Bailey introduced himself to Palin and said, “I can paint. Clean floors and toilets. Wash windows.”
“[M]y sincerely naïve offer struck the right cord,” recalled Bailey. “With little more than this brief introduction Sarah invited me inside the campaign. As I’ve learned since, only in Alaska is it possible to be invisible one day and in the middle of a political movement the next.”
Republican revolt
Bailey’s book describes an insurrection within the Alaska Republican party led by Palin. It was a real grass roots rebellion by fiscal conservatives, “a seat of the pants operation” micromanaged by Palin. Bailey describes how the campaign purchased a machine to make their own campaign buttons, and searched through sofa cushions for coins to put in parking meters, rather than paying for more expensive garage parking. “Literally, we were a campaign for which a $100 outlay might require the attention of Sarah, me, and as many as three or four others,” said Bailey.
“However, our seat-of-the-pants operation suited us,” continued Bailey. “I believed that the we operated was how government should be run and would be run under Sarah Palin: cutting waste and chopping expenses to the bone; fiscal conservatism at its finest. Sell assets, reduce government, and simply do more for less.”
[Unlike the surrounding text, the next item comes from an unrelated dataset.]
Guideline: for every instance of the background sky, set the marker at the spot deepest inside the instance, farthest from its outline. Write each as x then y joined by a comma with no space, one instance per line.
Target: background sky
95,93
Disillusionment set in. Palin turned out to be quite the diva; she was given to rages against subordinates, friends, and above all, political enemies. She was ultra-sensitive to any form of criticism, whether it was coming from newspaper editorials, talk show hosts, or Internet bloggers. Bailey spends much of this book relating how Palin would order her subordinates to respond through surrogates to political criticism, no matter how minute or inconsequential.
Bailey himself appears like a cult member, blindly obeying and doing Palin’s bidding, no matter how distasteful he found it. Reading between the lines, one gets the impression that Bailey was in love with Palin and found himself being led around like a lovesick puppy.
Bailey does clear up some misconceptions about Palin, He wrote that the rumors that Palin’s youngest child, Trig, was actually the daughter of Palin’s daughter Brisol, are completely false. McGuiness in his book gave this canard some credence.
Writing about Palin’s famous stumble with Katie Couric, Bailey said that Palin read Alaska’s daily newspapers every day and received a summary report on what was said by other media outlets. But Palin, demonstrating an understandable inferiority complex about relying on Alaska’s local media, made the disastrous decision to evade the question rather than answer it truthfully. If Palin had told the truth, the entire matter would have been ignored.
Intellectually unqualified
There are some good things that can be said about Sarah Palin. She had the courage to lead a successful insurgency against a corrupt political establishment dominated by her own party, speaking out when others remained silent. Finding out during her pregnancy that the child she was carrying had Down’s syndrome, Palin made the courageous decision to have the child instead of aborting it.
But she clearly is unqualified intellectually and temperamentally to be President of the United States. Which is to bad for the Republican party, because America as a whole would benefit if someone with Sarah Palin’s charisma would lead fiscal conservatives to take back the Republican party from the warmongers and deficit producing supply-siders who have hijacked it.